Through its subsidiary company, Avidor Engineering and Oilfield Services, Aiteo provides a full range of oilfield services to the Niger Delta region.

=== Midstream Operations ===

Aiteo owns and operates two on-shore storage depots that have a vast reservoir that can supply all of Nigeria’s needs for many days. Its Port Harcourt Storage Depot on Abonnema Island also has a jetty that enables large vessels to dock. It is the largest and most technically advanced storage facility outside Lagos.

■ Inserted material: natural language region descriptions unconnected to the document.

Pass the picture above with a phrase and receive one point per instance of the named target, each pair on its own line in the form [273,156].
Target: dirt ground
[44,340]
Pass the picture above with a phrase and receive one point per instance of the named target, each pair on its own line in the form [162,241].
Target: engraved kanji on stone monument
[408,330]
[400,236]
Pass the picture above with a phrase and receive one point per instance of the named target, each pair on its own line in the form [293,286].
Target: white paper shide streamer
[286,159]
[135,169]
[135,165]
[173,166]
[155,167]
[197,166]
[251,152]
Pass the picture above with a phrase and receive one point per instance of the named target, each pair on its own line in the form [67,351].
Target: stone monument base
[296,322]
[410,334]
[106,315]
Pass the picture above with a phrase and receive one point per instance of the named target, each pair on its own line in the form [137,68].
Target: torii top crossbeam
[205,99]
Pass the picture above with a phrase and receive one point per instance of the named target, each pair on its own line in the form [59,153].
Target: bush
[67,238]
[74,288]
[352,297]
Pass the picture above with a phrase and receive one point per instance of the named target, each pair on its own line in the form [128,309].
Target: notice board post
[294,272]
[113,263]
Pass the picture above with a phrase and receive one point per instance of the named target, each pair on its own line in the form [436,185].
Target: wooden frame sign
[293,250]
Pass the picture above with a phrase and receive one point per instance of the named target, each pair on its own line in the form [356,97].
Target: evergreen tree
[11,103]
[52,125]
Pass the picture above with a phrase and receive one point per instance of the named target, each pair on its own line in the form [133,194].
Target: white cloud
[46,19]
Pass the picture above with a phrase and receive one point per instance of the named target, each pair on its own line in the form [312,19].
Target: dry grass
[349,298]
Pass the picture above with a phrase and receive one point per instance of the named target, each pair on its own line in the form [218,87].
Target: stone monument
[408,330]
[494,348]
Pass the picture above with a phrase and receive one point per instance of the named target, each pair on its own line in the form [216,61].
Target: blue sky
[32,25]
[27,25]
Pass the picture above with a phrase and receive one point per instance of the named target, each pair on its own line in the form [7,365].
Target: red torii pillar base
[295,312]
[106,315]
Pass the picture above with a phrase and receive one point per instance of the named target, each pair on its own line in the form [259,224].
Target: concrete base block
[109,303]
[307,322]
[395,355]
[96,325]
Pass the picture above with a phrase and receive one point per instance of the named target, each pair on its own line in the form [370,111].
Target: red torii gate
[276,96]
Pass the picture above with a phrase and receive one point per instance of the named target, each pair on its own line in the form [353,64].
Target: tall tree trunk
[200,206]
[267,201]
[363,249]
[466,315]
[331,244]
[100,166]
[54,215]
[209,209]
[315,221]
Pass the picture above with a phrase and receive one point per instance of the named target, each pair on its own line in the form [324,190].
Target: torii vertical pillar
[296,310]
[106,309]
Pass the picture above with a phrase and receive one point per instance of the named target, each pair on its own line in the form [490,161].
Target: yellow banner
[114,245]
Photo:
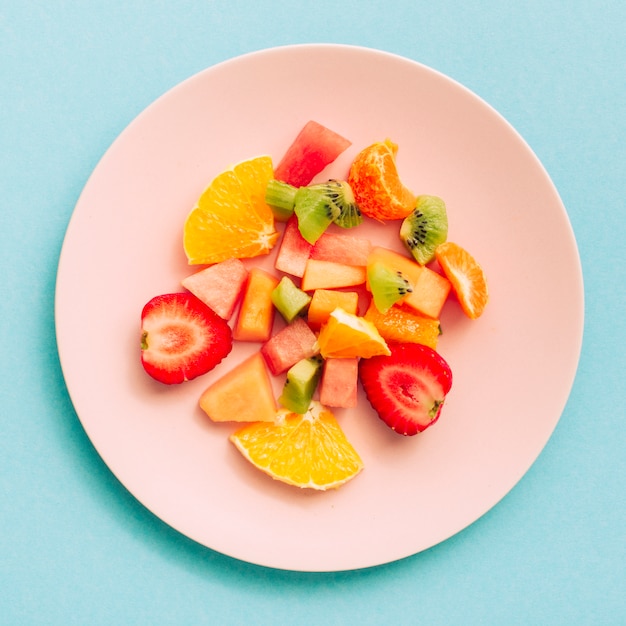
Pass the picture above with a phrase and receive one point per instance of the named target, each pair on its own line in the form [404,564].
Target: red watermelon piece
[311,151]
[291,344]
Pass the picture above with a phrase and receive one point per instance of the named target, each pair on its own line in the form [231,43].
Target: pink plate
[124,245]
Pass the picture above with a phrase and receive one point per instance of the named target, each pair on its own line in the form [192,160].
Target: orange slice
[308,451]
[231,218]
[376,184]
[466,276]
[346,335]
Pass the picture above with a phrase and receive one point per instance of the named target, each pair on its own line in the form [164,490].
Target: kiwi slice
[387,285]
[425,228]
[340,193]
[315,212]
[300,384]
[290,300]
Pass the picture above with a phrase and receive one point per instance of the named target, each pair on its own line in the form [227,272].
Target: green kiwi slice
[425,228]
[387,285]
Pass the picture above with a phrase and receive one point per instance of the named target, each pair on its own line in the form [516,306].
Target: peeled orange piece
[466,276]
[346,335]
[308,451]
[376,184]
[231,218]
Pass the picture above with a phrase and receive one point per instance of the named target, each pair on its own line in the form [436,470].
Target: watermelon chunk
[293,343]
[311,151]
[219,286]
[294,250]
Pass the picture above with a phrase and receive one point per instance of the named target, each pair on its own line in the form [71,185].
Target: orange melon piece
[331,275]
[256,314]
[244,394]
[325,301]
[339,383]
[401,324]
[430,289]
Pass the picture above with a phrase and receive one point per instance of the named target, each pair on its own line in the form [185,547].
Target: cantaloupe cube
[429,293]
[331,275]
[219,286]
[325,301]
[339,383]
[430,289]
[256,314]
[294,250]
[342,248]
[288,346]
[244,394]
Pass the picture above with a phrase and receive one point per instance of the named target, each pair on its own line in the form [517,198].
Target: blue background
[75,546]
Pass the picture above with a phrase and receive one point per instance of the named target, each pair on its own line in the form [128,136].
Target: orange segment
[400,324]
[376,184]
[231,218]
[345,335]
[307,451]
[466,275]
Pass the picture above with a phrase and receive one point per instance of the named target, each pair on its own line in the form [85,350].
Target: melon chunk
[339,384]
[311,151]
[341,248]
[325,301]
[290,345]
[219,286]
[244,394]
[256,314]
[331,275]
[294,250]
[430,289]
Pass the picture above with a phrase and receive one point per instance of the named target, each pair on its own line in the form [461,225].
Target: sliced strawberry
[407,388]
[181,338]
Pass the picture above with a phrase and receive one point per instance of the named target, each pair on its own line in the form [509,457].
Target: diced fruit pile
[352,310]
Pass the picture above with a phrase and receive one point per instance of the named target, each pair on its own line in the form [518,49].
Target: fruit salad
[352,311]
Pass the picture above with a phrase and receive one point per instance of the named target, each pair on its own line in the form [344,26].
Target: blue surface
[75,546]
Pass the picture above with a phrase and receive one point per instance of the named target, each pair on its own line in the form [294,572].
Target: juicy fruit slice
[387,286]
[325,301]
[425,228]
[292,343]
[312,150]
[219,286]
[342,248]
[331,275]
[467,277]
[376,184]
[339,383]
[349,336]
[300,384]
[407,388]
[256,314]
[305,450]
[181,338]
[289,300]
[244,394]
[294,250]
[400,324]
[231,218]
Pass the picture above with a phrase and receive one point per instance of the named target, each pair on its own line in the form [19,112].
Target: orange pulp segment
[376,184]
[346,335]
[231,218]
[308,451]
[466,276]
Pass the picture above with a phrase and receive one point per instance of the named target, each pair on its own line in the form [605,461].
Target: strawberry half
[181,338]
[407,388]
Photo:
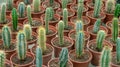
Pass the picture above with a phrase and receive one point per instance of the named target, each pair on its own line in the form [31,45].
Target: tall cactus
[105,57]
[97,26]
[61,32]
[28,31]
[36,5]
[21,45]
[115,29]
[100,38]
[14,19]
[3,13]
[21,10]
[63,58]
[6,36]
[97,8]
[38,57]
[42,39]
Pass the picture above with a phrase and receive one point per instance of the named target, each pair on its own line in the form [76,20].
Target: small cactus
[3,13]
[97,8]
[14,19]
[42,39]
[97,26]
[36,5]
[61,32]
[21,45]
[100,38]
[28,31]
[21,10]
[105,57]
[115,29]
[6,36]
[63,58]
[38,57]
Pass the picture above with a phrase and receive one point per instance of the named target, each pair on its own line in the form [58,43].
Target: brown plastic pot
[80,64]
[56,60]
[93,35]
[57,49]
[96,54]
[23,65]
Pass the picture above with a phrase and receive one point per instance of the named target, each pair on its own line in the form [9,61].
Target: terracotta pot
[96,54]
[23,65]
[93,35]
[86,21]
[93,20]
[78,63]
[56,60]
[46,57]
[58,48]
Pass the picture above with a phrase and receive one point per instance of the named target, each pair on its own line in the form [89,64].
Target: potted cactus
[21,57]
[62,61]
[95,46]
[61,41]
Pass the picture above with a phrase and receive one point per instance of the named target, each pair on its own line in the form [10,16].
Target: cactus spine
[21,45]
[21,10]
[28,31]
[61,32]
[115,27]
[6,36]
[63,58]
[38,57]
[105,57]
[14,19]
[96,26]
[42,39]
[97,8]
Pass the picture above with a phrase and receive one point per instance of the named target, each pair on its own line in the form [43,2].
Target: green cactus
[97,26]
[115,29]
[14,19]
[97,8]
[6,36]
[100,38]
[105,57]
[2,59]
[42,39]
[38,57]
[21,10]
[3,13]
[36,5]
[61,32]
[63,58]
[29,14]
[65,17]
[28,31]
[21,45]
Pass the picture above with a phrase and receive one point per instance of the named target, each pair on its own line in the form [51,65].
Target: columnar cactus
[21,10]
[115,27]
[6,36]
[42,39]
[63,58]
[61,32]
[21,45]
[36,5]
[105,57]
[29,14]
[3,13]
[14,19]
[97,8]
[38,57]
[28,31]
[100,38]
[97,26]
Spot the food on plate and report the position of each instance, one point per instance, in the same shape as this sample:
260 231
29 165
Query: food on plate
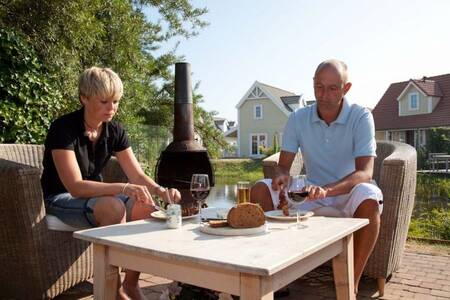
218 223
246 215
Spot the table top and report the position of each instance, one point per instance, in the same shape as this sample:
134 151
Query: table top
267 253
442 156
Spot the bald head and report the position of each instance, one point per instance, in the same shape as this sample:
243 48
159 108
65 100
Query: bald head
339 66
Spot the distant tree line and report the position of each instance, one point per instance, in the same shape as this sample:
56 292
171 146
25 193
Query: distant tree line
46 44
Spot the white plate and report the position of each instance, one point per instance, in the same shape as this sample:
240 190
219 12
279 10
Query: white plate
162 216
204 227
278 215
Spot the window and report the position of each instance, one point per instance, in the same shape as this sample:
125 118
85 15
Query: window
257 111
258 141
414 101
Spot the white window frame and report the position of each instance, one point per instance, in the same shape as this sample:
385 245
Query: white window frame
410 95
254 111
258 141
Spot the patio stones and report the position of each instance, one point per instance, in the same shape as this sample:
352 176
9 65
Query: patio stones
421 276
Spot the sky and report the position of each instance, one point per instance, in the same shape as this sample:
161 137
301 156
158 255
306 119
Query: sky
281 42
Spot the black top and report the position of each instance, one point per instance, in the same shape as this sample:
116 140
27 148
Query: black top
67 132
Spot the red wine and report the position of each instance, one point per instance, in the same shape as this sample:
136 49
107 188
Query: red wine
297 196
199 194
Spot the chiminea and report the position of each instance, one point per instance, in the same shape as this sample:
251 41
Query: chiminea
184 156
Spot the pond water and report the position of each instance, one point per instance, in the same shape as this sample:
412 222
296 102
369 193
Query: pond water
222 195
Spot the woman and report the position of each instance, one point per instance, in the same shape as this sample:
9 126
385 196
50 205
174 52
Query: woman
77 147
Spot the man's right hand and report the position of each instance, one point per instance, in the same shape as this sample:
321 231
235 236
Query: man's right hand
280 181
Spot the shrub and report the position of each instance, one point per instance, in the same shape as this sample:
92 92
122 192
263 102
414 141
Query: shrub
28 99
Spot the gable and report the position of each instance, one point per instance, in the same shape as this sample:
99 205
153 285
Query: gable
259 90
257 93
386 112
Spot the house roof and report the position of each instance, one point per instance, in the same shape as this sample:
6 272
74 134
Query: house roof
275 94
290 100
232 132
429 87
386 115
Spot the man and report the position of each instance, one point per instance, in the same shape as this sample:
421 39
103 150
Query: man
337 142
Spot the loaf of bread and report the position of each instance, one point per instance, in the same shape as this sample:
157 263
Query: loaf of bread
246 215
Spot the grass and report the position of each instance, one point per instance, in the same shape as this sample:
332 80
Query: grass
230 171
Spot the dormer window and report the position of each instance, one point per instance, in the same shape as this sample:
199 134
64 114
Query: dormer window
257 111
413 100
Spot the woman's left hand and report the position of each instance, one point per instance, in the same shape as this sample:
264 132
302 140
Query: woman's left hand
170 195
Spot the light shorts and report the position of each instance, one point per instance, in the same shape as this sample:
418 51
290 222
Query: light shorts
345 204
78 212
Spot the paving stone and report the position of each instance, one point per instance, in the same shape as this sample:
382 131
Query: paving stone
440 293
409 282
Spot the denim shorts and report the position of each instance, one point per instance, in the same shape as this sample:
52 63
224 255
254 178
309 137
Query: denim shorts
78 212
346 204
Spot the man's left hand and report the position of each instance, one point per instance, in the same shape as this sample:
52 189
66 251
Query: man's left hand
316 192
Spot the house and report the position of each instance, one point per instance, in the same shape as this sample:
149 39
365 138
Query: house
229 130
262 114
409 108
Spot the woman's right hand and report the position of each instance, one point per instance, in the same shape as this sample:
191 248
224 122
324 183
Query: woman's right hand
138 193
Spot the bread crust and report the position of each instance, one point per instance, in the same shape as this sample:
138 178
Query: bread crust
218 223
246 215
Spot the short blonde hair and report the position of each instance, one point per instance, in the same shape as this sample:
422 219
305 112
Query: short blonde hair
102 82
338 65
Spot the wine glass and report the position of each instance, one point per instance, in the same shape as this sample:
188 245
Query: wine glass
200 190
296 191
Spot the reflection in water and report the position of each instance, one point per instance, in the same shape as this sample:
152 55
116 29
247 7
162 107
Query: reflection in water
222 195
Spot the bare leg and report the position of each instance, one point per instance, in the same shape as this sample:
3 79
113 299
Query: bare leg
108 211
366 237
130 285
260 194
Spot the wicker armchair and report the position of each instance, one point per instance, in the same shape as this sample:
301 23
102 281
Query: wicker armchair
37 263
395 172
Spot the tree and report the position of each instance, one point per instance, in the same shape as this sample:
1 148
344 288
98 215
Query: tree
69 36
28 100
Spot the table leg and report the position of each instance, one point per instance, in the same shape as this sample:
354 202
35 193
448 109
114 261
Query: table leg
343 271
252 288
106 277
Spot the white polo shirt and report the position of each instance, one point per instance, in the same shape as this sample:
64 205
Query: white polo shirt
329 152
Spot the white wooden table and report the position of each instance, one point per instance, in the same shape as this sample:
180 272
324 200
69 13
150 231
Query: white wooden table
252 267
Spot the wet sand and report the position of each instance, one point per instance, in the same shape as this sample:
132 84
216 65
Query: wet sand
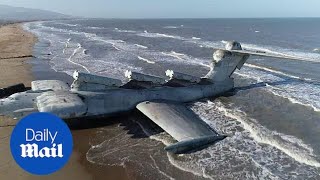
14 43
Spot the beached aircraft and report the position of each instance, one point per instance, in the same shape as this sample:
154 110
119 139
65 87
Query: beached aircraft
161 100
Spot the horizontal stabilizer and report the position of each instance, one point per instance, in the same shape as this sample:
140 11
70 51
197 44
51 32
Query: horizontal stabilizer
181 123
265 54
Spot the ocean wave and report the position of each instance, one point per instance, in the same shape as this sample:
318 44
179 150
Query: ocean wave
176 55
195 38
170 27
159 35
141 46
124 31
146 60
316 50
75 51
294 53
294 91
69 25
295 148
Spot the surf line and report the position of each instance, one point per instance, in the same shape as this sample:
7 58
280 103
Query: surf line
146 60
73 54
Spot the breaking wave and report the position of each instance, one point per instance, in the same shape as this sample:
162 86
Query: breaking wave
146 60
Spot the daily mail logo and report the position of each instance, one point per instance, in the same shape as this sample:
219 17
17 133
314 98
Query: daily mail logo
32 150
41 143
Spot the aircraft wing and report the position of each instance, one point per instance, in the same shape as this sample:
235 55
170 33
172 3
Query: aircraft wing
265 54
181 123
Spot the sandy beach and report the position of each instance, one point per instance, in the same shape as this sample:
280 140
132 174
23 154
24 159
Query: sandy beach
15 43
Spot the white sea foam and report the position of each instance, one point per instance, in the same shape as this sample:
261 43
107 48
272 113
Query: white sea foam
146 60
77 50
170 27
124 30
196 38
141 46
303 153
158 35
295 91
174 54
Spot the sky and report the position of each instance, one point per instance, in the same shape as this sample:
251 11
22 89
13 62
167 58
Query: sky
175 8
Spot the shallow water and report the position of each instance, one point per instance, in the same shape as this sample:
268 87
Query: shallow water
273 118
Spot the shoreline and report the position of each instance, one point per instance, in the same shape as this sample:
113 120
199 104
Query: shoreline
24 70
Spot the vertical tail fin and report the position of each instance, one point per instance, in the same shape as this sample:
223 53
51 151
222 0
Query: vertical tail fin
225 62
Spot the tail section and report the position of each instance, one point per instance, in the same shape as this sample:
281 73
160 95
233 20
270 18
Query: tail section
225 62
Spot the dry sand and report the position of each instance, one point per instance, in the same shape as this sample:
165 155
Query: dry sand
15 42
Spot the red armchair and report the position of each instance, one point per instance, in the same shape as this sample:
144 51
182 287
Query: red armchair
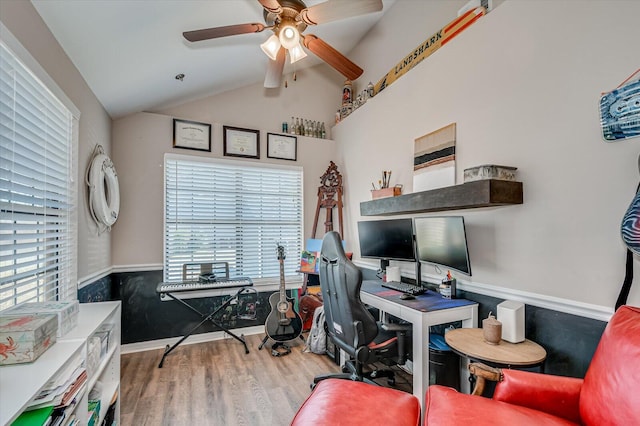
608 394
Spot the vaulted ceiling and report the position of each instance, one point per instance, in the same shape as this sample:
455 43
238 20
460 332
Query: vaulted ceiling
130 52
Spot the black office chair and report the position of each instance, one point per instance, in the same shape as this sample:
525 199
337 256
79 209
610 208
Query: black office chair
349 324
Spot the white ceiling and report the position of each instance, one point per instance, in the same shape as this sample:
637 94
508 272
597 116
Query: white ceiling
129 52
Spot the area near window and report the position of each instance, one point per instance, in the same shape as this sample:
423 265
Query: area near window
231 211
37 191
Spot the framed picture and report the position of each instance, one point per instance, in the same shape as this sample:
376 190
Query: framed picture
241 142
191 135
284 147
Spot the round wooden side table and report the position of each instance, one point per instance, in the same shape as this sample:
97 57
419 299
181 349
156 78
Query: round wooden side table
470 343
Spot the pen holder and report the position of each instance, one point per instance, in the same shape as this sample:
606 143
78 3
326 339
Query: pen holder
448 288
386 192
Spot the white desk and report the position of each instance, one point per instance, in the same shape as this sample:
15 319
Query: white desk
424 311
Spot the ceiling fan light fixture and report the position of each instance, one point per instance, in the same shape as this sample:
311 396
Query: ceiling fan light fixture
289 36
271 47
296 53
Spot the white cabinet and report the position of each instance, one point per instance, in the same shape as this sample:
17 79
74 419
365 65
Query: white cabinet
20 383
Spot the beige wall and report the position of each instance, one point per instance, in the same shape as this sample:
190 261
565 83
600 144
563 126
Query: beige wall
20 17
523 85
141 140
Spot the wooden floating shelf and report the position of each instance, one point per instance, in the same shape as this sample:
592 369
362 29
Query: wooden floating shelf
470 195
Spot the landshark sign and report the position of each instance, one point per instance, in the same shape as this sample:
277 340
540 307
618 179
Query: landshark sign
433 43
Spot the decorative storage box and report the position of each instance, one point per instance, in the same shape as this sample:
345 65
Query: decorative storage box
104 333
66 312
490 171
23 338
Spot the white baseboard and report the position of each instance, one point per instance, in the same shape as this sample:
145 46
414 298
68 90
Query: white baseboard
196 338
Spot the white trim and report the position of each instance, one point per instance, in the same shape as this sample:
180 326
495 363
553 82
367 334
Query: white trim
196 338
34 66
137 268
93 277
262 284
600 313
230 162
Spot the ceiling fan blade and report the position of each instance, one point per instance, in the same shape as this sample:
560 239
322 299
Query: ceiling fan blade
274 70
332 57
332 10
271 6
209 33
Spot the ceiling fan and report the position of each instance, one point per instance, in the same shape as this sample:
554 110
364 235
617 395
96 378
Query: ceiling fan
288 19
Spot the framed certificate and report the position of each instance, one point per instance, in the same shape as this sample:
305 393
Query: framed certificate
283 147
191 135
241 142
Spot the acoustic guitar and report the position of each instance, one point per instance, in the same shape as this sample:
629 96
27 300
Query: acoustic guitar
283 322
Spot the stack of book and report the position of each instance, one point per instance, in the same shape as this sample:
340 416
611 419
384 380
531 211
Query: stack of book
55 404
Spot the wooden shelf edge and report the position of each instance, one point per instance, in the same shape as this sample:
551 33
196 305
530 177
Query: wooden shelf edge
481 193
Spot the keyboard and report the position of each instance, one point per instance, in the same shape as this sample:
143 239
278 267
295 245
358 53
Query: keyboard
198 286
412 289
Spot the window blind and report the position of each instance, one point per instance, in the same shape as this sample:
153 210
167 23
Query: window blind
37 196
230 211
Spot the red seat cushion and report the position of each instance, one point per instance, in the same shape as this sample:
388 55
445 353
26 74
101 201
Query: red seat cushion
345 402
610 393
446 406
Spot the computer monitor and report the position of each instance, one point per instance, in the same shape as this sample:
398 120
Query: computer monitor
442 241
387 240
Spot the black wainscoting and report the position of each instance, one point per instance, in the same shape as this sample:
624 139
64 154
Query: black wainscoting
569 340
145 317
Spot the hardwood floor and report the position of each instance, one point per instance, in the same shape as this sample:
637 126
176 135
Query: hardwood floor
216 383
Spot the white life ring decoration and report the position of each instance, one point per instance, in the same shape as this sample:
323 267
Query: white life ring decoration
104 191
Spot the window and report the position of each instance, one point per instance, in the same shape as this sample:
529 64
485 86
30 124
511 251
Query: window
231 211
37 194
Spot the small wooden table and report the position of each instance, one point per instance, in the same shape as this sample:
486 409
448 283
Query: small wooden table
470 343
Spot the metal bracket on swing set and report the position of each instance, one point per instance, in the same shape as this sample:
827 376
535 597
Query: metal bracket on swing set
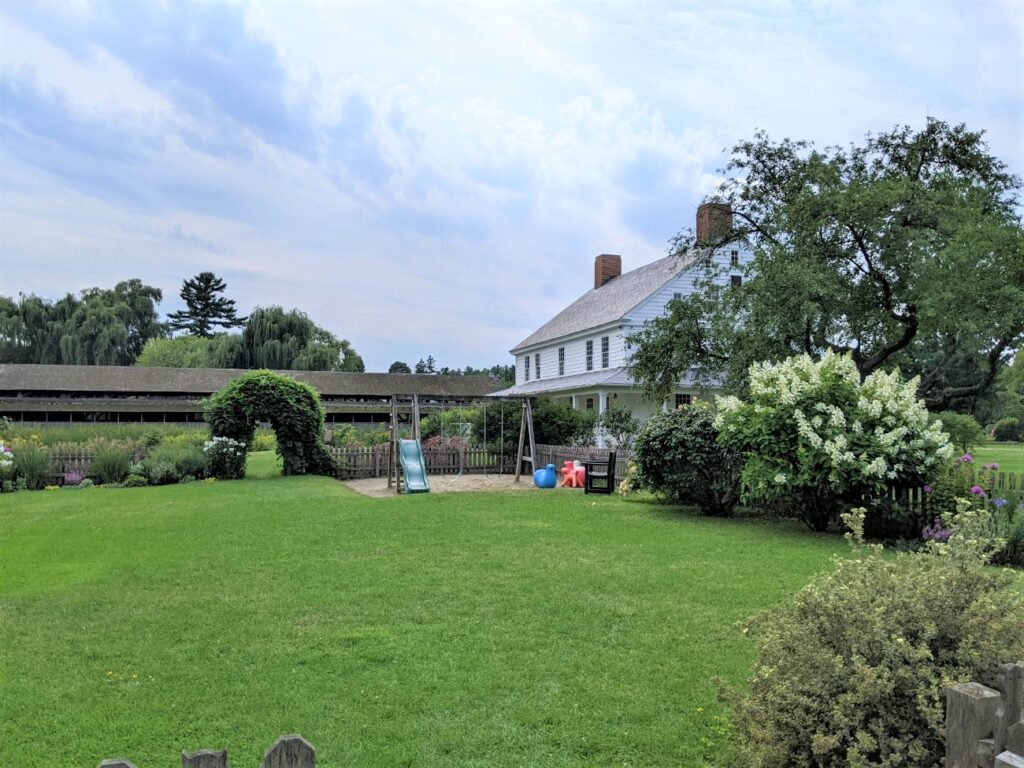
525 430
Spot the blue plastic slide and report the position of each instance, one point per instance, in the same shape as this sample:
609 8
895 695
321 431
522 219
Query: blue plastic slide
414 468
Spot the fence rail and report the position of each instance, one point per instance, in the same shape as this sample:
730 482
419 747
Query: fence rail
355 463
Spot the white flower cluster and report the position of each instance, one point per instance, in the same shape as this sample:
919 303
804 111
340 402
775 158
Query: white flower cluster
822 419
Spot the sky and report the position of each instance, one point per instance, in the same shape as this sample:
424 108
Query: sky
436 178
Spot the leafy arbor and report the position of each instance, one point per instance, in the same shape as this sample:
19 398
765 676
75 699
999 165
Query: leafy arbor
293 410
206 308
905 250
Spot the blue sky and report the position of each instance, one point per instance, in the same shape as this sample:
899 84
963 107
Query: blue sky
436 178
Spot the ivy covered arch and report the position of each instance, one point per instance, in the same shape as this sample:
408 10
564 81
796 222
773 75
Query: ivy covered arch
292 408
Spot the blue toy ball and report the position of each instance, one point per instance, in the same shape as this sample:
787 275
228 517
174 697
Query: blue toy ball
545 478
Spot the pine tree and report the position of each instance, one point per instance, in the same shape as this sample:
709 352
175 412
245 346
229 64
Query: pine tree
206 309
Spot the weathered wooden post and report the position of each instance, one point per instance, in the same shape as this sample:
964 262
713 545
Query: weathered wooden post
970 709
205 759
290 752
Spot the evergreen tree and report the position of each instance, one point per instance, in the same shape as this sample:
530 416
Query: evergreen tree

It has a depot capacity of more than 100 million liters of storage for white products while its jetty accommodates vessels of up to 20,000 metric tonnes dead weight.

The company also owns the Apapa Storage Depot, located in the Apapa area of Lagos. It is one of the largest storage facilities in Nigeria with a capacity of approximately 90 million liters.

=== Downstream Operations ===
Aiteo supplies independent filling stations across Nigeria and in neighboring countries with petroleum products, and operate two Aiteo-owned filling stations strategically located in the eastern and northern regions. The company also owns a fleet of tanker trucks that deliver fuel within and across Nigerian borders, ensuring a steady supply of petroleum products for filling stations and their customers.

=== Power Generation and Electricity Distribution ===
Aiteo’s power generation group is working to harness Nigeria's vast natural gas resources and generate energy from Nigeria's indigenous and renewable resources, with a particular focus on hydroelectric power.

==Corporate Affairs==

Aiteo is led by its founder and CEO, Benedict Peters. The managing director of the company is Victor Okoronkwo.